Explainability Perspectives on a Vision Transformer: From Global Architecture to Single Neuron
Anne Marx - ETH Zurich, Zürich, Switzerland
Yumi Kim - Eth Zurich , Zürich, Switzerland
Luca Sichi - ETH Zürich, Zürich, Switzerland
Diego Arapovic - ETH Zürich, Zürich, Switzerland
Javier Sanguino Bautiste - ETH Zürich, Zürich, Switzerland. ETH Zürich, Zürich, Switzerland
Rita Sevastjanova - ETH, Zurich, Switzerland. ETH Zürich, Zürich, Switzerland
Mennatallah El-Assady - ETH Zurich, Zurich, Switzerland.
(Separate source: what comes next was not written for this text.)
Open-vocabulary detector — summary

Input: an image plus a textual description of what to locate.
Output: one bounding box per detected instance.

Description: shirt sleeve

ETH Zürich, Zürich, Switzerland
Room: Bayshore I
2024-10-13T12:30:00ZGMT-0600Change your timezone on the schedule page
2024-10-13T12:30:00Z
Full Video
Abstract
Transformers, initially designed for Natural Language Processing, have emerged as a strong alternative to Convolutional Neural Networks in Computer Vision. However, their interpretability remains challenging. We overcome the limitations of earlier studies by offering interactive components, engaging the user in the exploration of the Vision Transformer (ViT). Furthermore, we offer various complementary explainability methods to challenge the insight they provide. Key contributions include: - Interactive analysis of the ViT architecture and explainability methods. - Identifying critical information from input images used for classification. - Investigating neuron activations at various depths to understand learned features. - Introducing an innovative adaptation of activation maximization for attention scores to trace attention head focus across network layers. - Highlighting the limitations of each method through occlusion-based interaction. Our findings include that ViTs tend to generalize well by relying on a broad set of object features and contexts seen in the input image. Furthermore, the focus of neurons and attention heads shifts to more complex patterns at deeper layers. We also acknowledge that we cannot rely on a single explainability method to understand the decision-making process of transformers. Our blog post provides an engaging and multi-facetted interpretation of the ViT to the readers by combining interactivity with key research questions.